During training, miners apply weight decay and momentum updates to gradients before compression. This process helps stabilize training and improve convergence.

Weight decay helps prevent overfitting by regularizing model parameters. It is applied directly to the parameters before updating the momentum:

flowchart LR
    A["Parameter p"] --> B["p.data.mul_(1.0 - lr * weight_decay)"]
    B --> C["Parameter p'"]

Momentum helps accelerate gradients in the relevant direction and dampens oscillations. In Templar, momentum is:

  1. First scaled by a decay factor to reduce the influence of older gradients
  2. Then updated with the current gradient scaled by the learning rate
  3. For the first iteration, momentum is set directly to the gradient to avoid cold starts
flowchart TD
    A["First Iteration?"] -- "Yes" --> B["momentum = grad * lr"]
    A -- "No" --> C["momentum *= momentum_decay"]
    C --> D["momentum += grad * lr"]
    B --> E["Proceed to Compression"]
    D --> E

Sources: src/tplr/neurons.py:80-97 . neurons/miner.py:80-97 .

The Templar system uses Discrete Cosine Transform (DCT) based compression to efficiently share gradients across the network.

flowchart LR
    subgraph "Encoding"
        A["Original Gradient"] --> B["Split into Chunks"]
        B --> C["Apply DCT Transform"]
        C --> D["Keep Top-K Values"]
        D --> E["Compress to (indices, values)"]
    end
    
    subgraph "Decoding"
        F["(indices, values)"] --> G["Reconstruct Sparse Matrix"]
        G --> H["Apply Inverse DCT"]
        H --> I["Reassemble Chunks"]
        I --> J["Reconstructed Gradient"]
    end
    
    E -- "Transfer" --> F

The TransformDCT class handles the encoding and decoding process, while CompressDCT manages the selection of top-K components and creates compressed representations.

Sources: src/tplr/compress.py:35-178 . src/tplr/neurons.py:100-112 .

Two key hyperparameters control the compression process:

ParameterDescriptionDefault Value
target_chunkSize of chunks for DCT transform64
topk_compressionNumber of DCT coefficients to keep32

The combination of these parameters allows for significant compression while preserving essential gradient information.

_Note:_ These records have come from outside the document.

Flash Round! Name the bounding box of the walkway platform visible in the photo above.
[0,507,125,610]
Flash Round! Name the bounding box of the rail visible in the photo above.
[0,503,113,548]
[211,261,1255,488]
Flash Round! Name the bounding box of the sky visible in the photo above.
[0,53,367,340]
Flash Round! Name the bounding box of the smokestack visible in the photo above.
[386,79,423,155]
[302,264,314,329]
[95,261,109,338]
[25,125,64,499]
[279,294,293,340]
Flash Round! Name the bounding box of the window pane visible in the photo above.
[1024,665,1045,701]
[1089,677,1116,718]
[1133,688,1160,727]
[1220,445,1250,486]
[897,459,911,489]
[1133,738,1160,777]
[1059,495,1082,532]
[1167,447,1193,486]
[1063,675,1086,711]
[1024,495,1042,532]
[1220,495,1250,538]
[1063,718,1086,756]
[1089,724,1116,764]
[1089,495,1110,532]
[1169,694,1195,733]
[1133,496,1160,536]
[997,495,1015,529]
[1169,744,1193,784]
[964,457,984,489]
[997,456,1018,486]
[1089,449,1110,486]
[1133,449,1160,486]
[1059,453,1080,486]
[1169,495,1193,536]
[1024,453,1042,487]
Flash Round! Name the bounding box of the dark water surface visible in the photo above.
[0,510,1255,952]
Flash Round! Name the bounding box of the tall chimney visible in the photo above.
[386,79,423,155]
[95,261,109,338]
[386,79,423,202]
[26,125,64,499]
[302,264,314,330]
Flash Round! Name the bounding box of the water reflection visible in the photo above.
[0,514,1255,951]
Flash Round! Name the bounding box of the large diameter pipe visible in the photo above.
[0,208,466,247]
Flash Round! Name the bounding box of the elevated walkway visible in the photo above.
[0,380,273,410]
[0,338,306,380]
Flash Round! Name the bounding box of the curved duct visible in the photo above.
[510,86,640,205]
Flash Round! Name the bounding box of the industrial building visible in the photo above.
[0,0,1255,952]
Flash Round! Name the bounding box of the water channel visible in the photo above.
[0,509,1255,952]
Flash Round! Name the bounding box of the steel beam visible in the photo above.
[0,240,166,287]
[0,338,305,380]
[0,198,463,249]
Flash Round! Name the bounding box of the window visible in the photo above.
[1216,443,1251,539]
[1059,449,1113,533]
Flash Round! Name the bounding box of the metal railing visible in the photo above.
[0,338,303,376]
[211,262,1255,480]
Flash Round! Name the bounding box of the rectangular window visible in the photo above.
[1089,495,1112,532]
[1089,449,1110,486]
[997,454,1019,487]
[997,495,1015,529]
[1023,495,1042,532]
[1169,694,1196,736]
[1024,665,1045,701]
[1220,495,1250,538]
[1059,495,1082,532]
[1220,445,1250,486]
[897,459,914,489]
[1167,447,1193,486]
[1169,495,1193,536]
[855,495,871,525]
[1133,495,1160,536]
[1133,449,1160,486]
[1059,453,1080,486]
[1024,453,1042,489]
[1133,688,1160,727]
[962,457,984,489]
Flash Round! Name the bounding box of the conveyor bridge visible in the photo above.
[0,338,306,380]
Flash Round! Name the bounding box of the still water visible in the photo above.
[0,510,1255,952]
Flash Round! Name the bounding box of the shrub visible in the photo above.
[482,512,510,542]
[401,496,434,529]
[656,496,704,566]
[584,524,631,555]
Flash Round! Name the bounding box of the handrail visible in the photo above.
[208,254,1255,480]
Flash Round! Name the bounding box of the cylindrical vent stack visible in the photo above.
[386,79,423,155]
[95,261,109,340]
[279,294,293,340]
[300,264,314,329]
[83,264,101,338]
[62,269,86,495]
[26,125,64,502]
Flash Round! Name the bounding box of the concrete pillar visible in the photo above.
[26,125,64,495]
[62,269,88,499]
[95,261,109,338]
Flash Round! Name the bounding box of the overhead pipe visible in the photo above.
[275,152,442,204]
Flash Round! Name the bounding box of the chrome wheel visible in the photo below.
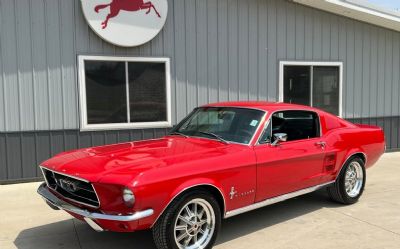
[174,199,215,249]
[344,161,364,198]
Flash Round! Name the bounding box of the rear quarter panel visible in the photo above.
[324,125,385,181]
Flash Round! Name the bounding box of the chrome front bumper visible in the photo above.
[37,183,154,232]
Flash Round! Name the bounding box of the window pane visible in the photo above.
[128,62,167,122]
[85,61,127,124]
[283,66,311,105]
[313,67,339,115]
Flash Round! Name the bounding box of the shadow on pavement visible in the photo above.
[14,190,340,249]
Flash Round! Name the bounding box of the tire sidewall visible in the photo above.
[166,191,222,249]
[338,157,367,204]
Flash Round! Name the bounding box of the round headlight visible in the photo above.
[122,188,135,207]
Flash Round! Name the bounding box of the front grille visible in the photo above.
[42,168,100,208]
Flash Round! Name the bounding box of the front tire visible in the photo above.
[328,157,366,204]
[153,190,221,249]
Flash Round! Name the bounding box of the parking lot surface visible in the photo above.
[0,153,400,249]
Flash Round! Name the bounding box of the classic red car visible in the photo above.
[38,102,385,248]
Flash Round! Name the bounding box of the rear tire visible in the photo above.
[327,156,366,205]
[152,190,221,249]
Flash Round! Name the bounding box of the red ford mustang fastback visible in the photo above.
[38,102,385,249]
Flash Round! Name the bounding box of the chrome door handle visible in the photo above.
[315,141,326,149]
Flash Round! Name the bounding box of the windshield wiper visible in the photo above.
[168,131,189,138]
[198,131,229,144]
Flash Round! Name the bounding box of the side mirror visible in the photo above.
[271,133,287,146]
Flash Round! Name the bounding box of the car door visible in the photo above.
[254,110,325,202]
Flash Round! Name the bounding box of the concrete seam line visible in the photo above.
[328,209,400,236]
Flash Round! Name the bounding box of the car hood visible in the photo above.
[41,136,231,184]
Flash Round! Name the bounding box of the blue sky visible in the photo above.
[368,0,400,10]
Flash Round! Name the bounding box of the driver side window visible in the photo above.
[259,111,320,144]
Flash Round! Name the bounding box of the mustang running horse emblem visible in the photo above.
[94,0,161,29]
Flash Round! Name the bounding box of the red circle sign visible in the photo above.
[81,0,168,47]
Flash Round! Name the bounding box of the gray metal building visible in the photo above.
[0,0,400,183]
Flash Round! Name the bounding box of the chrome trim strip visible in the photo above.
[37,183,154,222]
[83,217,104,232]
[150,183,226,228]
[224,181,335,218]
[255,108,323,146]
[39,166,101,208]
[335,151,368,182]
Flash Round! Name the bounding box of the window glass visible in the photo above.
[283,65,340,116]
[271,111,320,141]
[173,107,264,144]
[313,67,339,115]
[128,62,167,122]
[85,61,127,124]
[79,56,170,130]
[284,66,311,105]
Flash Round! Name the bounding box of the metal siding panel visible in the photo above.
[330,15,339,61]
[78,132,93,148]
[0,133,8,180]
[207,0,218,102]
[304,8,314,60]
[295,4,306,60]
[174,0,188,120]
[273,1,287,61]
[377,28,386,116]
[321,13,331,61]
[45,0,64,130]
[353,23,363,117]
[185,1,198,110]
[361,25,371,118]
[21,132,38,178]
[228,0,239,100]
[0,0,20,131]
[257,0,269,100]
[91,131,106,146]
[15,0,35,130]
[218,0,229,101]
[382,30,394,116]
[391,33,400,116]
[195,0,209,105]
[36,132,51,167]
[118,131,131,143]
[6,133,23,179]
[59,0,79,129]
[267,0,279,101]
[237,1,249,100]
[312,10,322,60]
[343,20,355,118]
[390,117,400,149]
[284,3,297,60]
[368,27,379,117]
[30,0,50,130]
[162,1,176,124]
[247,0,258,100]
[64,131,79,151]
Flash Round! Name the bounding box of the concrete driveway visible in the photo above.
[0,153,400,249]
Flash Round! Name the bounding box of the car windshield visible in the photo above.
[171,107,264,144]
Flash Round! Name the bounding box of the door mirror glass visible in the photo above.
[271,133,287,146]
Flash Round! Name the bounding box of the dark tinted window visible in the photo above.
[271,111,320,141]
[173,107,264,144]
[128,62,167,122]
[85,61,127,124]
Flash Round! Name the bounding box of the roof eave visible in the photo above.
[292,0,400,31]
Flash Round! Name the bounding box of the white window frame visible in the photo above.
[78,55,172,131]
[279,61,343,117]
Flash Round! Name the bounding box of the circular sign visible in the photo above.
[81,0,168,47]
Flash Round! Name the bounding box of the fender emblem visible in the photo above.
[229,187,237,200]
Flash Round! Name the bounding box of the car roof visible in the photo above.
[202,101,318,112]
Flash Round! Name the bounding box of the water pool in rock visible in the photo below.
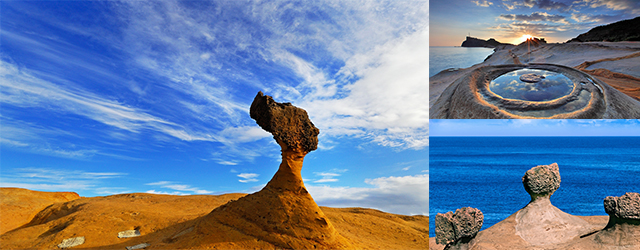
[489,69,574,102]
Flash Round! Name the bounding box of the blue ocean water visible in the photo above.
[429,46,493,77]
[429,137,640,237]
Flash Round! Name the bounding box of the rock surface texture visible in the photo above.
[429,163,640,250]
[522,163,560,200]
[604,193,640,220]
[436,207,484,246]
[430,64,640,119]
[201,92,350,249]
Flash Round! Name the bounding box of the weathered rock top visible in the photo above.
[604,192,640,220]
[436,207,484,245]
[522,163,560,200]
[249,91,320,153]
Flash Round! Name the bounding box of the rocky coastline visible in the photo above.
[429,163,640,250]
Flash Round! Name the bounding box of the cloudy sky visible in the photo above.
[429,119,640,136]
[429,0,640,46]
[0,0,429,214]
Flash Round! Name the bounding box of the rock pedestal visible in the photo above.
[522,163,560,201]
[515,163,597,246]
[208,92,350,249]
[594,192,640,245]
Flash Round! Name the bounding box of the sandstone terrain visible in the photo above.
[0,188,429,249]
[0,92,429,250]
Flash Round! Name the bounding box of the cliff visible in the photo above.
[461,36,513,48]
[567,16,640,42]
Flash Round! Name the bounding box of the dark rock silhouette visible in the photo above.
[460,36,513,48]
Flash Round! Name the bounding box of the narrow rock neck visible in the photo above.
[265,145,308,193]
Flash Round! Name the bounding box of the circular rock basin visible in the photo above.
[429,64,640,119]
[489,69,574,102]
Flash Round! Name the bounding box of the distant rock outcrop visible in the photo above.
[460,36,513,48]
[567,17,640,42]
[604,193,640,222]
[202,92,351,249]
[436,207,484,246]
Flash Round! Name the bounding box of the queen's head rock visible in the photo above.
[522,163,560,200]
[249,92,320,153]
[197,92,351,249]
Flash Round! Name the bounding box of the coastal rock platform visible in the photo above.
[429,42,640,119]
[430,64,640,119]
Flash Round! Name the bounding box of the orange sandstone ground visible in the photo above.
[0,188,429,249]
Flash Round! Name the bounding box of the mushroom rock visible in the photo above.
[515,163,598,246]
[199,92,351,249]
[429,63,640,119]
[592,193,640,249]
[436,207,484,249]
[522,163,560,201]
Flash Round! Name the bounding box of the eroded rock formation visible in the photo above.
[515,163,597,246]
[201,92,350,249]
[522,163,560,201]
[429,63,640,119]
[436,207,484,247]
[604,193,640,220]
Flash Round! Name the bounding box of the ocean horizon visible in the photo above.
[429,136,640,237]
[429,46,493,77]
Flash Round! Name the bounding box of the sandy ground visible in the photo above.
[0,188,429,249]
[429,42,640,108]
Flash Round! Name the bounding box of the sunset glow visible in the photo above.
[520,34,533,42]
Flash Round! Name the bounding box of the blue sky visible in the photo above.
[429,119,640,136]
[429,0,640,46]
[0,1,429,214]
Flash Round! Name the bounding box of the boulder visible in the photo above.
[522,163,560,200]
[436,207,484,245]
[604,192,640,220]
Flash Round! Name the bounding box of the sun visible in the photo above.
[520,34,533,42]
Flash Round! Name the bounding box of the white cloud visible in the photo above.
[313,168,347,183]
[238,173,260,183]
[0,60,215,141]
[307,174,429,215]
[471,0,493,7]
[112,1,428,148]
[0,168,127,192]
[145,181,213,195]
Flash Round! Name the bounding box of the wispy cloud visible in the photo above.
[0,168,127,192]
[471,0,493,7]
[581,0,640,14]
[500,12,569,24]
[307,174,429,215]
[0,1,430,172]
[145,181,213,195]
[313,168,347,183]
[238,173,260,183]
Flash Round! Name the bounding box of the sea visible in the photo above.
[429,137,640,237]
[429,46,493,77]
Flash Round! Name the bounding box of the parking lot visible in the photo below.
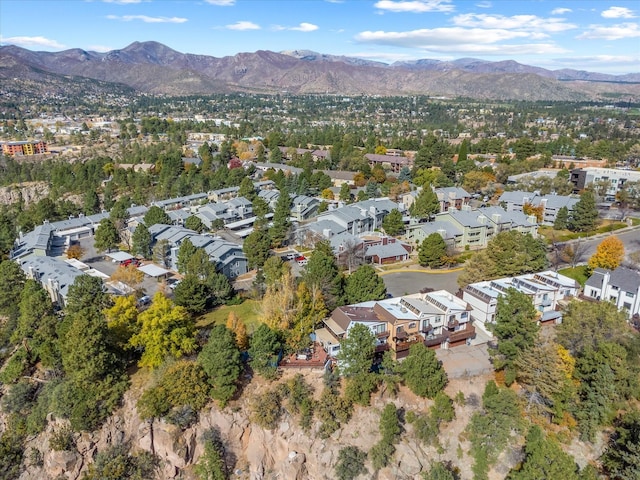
[74,237,172,298]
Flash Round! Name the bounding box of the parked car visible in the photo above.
[138,295,151,307]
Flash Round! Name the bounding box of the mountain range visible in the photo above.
[0,42,640,101]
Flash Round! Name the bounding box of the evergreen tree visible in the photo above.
[198,325,242,407]
[409,185,440,220]
[338,183,351,203]
[184,215,207,233]
[249,323,282,378]
[131,223,151,258]
[569,190,598,232]
[94,218,120,252]
[269,189,291,247]
[507,425,579,480]
[382,208,404,236]
[493,288,539,384]
[553,207,569,230]
[344,265,387,303]
[338,323,376,377]
[176,238,197,273]
[418,232,447,268]
[399,343,447,398]
[143,205,171,228]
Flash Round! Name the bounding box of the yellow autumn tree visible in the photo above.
[227,312,249,352]
[589,235,624,270]
[104,295,138,348]
[286,282,328,350]
[261,270,296,330]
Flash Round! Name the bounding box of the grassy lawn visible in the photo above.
[196,300,260,333]
[538,220,627,243]
[558,265,589,287]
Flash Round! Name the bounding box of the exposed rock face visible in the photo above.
[11,373,500,480]
[0,182,49,205]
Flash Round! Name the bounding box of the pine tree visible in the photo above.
[131,223,151,258]
[493,288,539,383]
[569,191,598,232]
[409,185,440,220]
[418,233,447,268]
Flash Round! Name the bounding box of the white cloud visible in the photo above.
[601,7,636,18]
[550,55,640,73]
[225,20,260,30]
[374,0,455,13]
[551,8,573,15]
[107,15,188,23]
[355,28,530,48]
[0,36,66,48]
[289,22,318,32]
[271,22,319,32]
[102,0,149,5]
[453,13,577,32]
[576,23,640,40]
[87,45,115,53]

Sources: hparams.json:12-13 . neurons/miner.py:132-134 .

The prepare_gradient_dict function is the central component that orchestrates the entire gradient processing pipeline:

flowchart TD
    A["Model Parameters & Gradients"] --> B["Apply Weight Decay"]
    B --> C["Update Momentum"]
    C --> D["Transform via DCT"]
    D --> E["Compress with Top-K Selection"]
    E --> F["Create Gradient Dictionary"]
    F --> G["Attach Metadata"]
    G --> H["Return for Communication"]

This function:

  1. Applies weight decay to model parameters
  2. Updates momentum tensors with current gradients
  3. Transforms and compresses using DCT
  4. Creates a dictionary containing compressed gradient data
  5. Attaches metadata like the current window and pages information

Sources: src/tplr/neurons.py:40-124 .

The TransformDCT class handles the mathematical transformation of gradients using Discrete Cosine Transform. It:

  1. Initializes by generating DCT basis matrices for all parameter shapes
  2. Encodes parameters by transforming them into the frequency domain
  3. Decodes parameters by transforming from frequency domain back to spatial domain

The DCT transformation concentrates most of the signal energy in fewer coefficients, allowing for effective compression by discarding less important components.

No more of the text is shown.